The other night I sat at a bar hoping to start a conversation. I'm always looking for someone. It seems like such a fantasy now, in this time, this generation to simply meet somewhere that you're not supposed to be by routine. A random conversation seems so romantic. I know so many people, but I am lonely. Appreciate what you have! I hear this in my head. Unhappy people don't appreciate. I am grateful, but I know there's more I'm stifling myself from. Maybe sitting at a bar isn't where I should be starting. Maybe I'm lonely knowing I have the answers all along I just don't know how to equip them.

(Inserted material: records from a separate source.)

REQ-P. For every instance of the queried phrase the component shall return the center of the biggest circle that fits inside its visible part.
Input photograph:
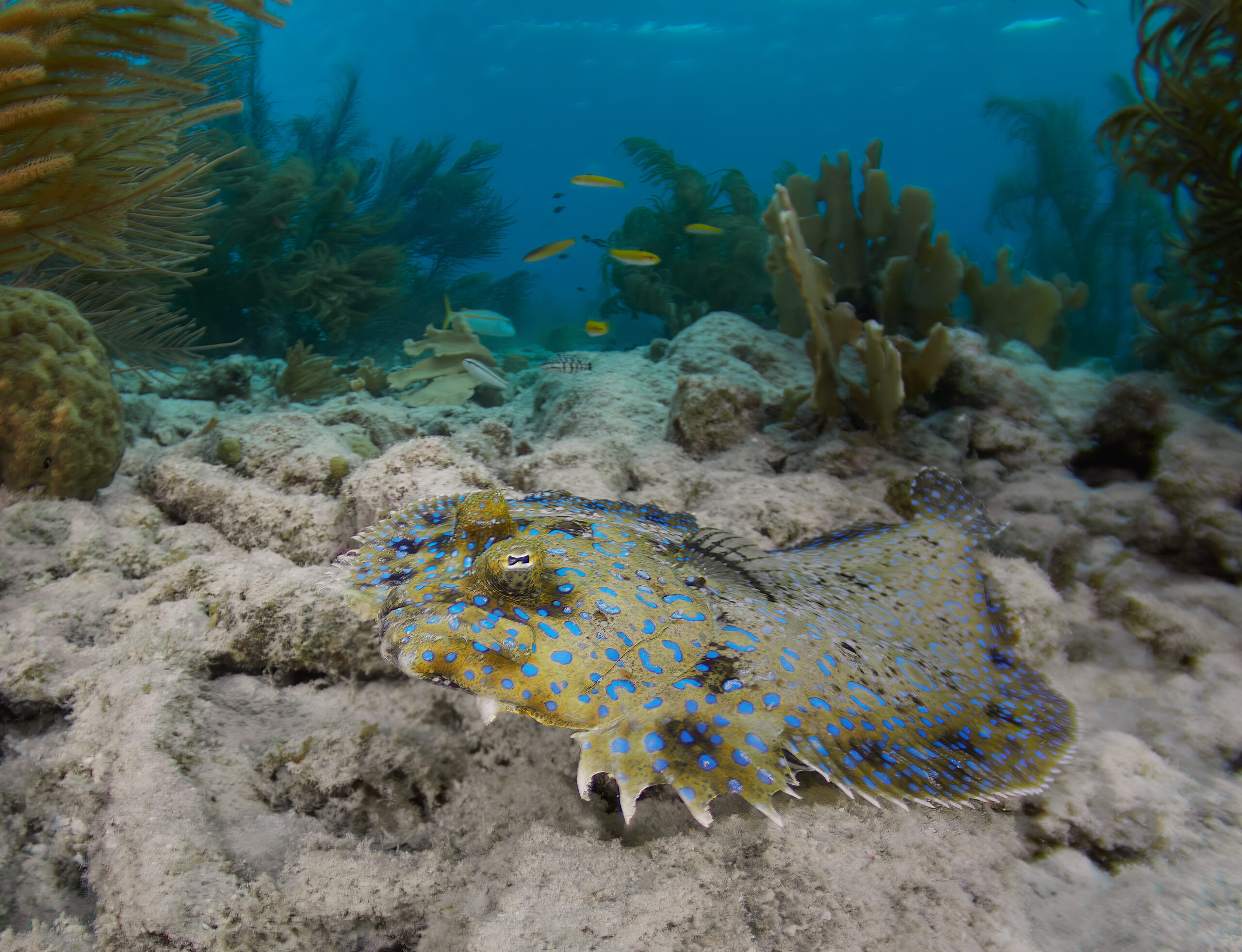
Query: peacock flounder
(873, 656)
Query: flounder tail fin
(700, 755)
(938, 496)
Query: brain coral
(60, 416)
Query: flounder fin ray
(938, 496)
(701, 755)
(855, 531)
(389, 553)
(730, 562)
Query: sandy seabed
(203, 749)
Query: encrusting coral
(1183, 137)
(449, 383)
(60, 415)
(699, 272)
(896, 368)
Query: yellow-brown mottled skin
(875, 656)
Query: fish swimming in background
(547, 251)
(566, 365)
(484, 374)
(485, 323)
(876, 656)
(1029, 25)
(633, 256)
(598, 181)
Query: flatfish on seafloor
(875, 656)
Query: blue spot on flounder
(875, 655)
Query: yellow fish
(633, 256)
(597, 181)
(547, 251)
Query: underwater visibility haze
(641, 477)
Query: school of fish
(876, 656)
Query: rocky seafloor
(203, 749)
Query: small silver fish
(566, 365)
(484, 374)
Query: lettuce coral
(60, 415)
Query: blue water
(723, 83)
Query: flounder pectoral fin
(701, 755)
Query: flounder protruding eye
(516, 569)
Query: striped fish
(566, 365)
(484, 374)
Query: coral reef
(895, 369)
(447, 380)
(697, 274)
(1108, 238)
(710, 415)
(91, 137)
(1028, 312)
(886, 262)
(1181, 137)
(198, 734)
(60, 415)
(321, 242)
(309, 375)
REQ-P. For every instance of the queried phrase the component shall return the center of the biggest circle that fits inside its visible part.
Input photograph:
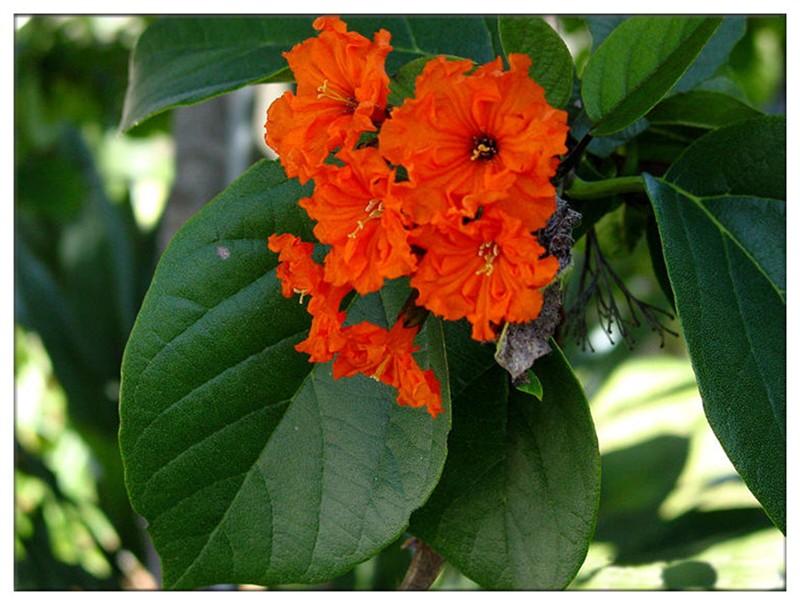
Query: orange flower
(300, 274)
(341, 92)
(297, 270)
(387, 356)
(489, 271)
(471, 140)
(357, 216)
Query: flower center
(488, 251)
(484, 147)
(302, 293)
(373, 209)
(325, 91)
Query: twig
(599, 281)
(424, 568)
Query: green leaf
(721, 217)
(701, 109)
(637, 65)
(533, 386)
(414, 37)
(185, 60)
(600, 26)
(552, 66)
(250, 464)
(714, 54)
(517, 502)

I've always just flown by the seat of my pants. It sounds so exciting that way. The adrenaline of barely making it and then resting in the knowledge that you kept it together just enough. Adding extra thrill by making accomplishments of the mundane seem that much more exhilarating because I can't do them normally like everyone else. Everything must be taken care of in a violent burst of energy, it's never gradual. I never wash the dishes everyday. It has to come after I've invited someone over and I say "Oh my god, sorry it smells." I've always been extreme in these kind of things because I'm too afraid to be extreme in any other avenue of my life. Why not take the extreme reistance to clean or handle boring adult responsibilities and apply it to investing myself in my writing or just deciding to leave the country and breathe fresh unfamiliar air. I stay in my house because I'm afraid. I'm afraid of my own potential, of being uncomfortable. I'm afraid of being on my own yet terrified to be so close to someone that my foundations sink to the ground without them. But I felt like connecting so I sat at a bar.
The more unfortunate physical version of my ex landlord was sitting next to me. I didn't feel it was necessary to tell him he looked my landlord. He looked to be in his forties, balding, short, round, not winning of the evolutionary lottery. First he told me he was impressed by the dark beer I was drinking. This became an open door to discuss his kids, his divorce, and his succubus of an ex wife. He told me how he paid for her boob job, her Botox, fancy trips, getting her nails done, all the things to occupy her unemployed day. He told me she was a vampire and the divorce was bleeding him dry. At a certain point I looked over at him and said, "So then what was the appeal for you? Obviously you were attracted to her, and that's a direct reflection of you." He seemed a bit stunned and said "Oh god, will you just slap me right now?" I said "No, I think your divorce is hitting you enough right now." We talked for a long while and he told me how insightful and smart I was, how I'm not like other girls. Then he proceeded to hit on me. I mentioned that he was making the same mistake as he did before, hitting on a younger woman who's not interested. Despite all the compliments, free drinks (I tried to pay) and flattery...I just felt more lonely. Why can I not take my own advice? Easier said than done.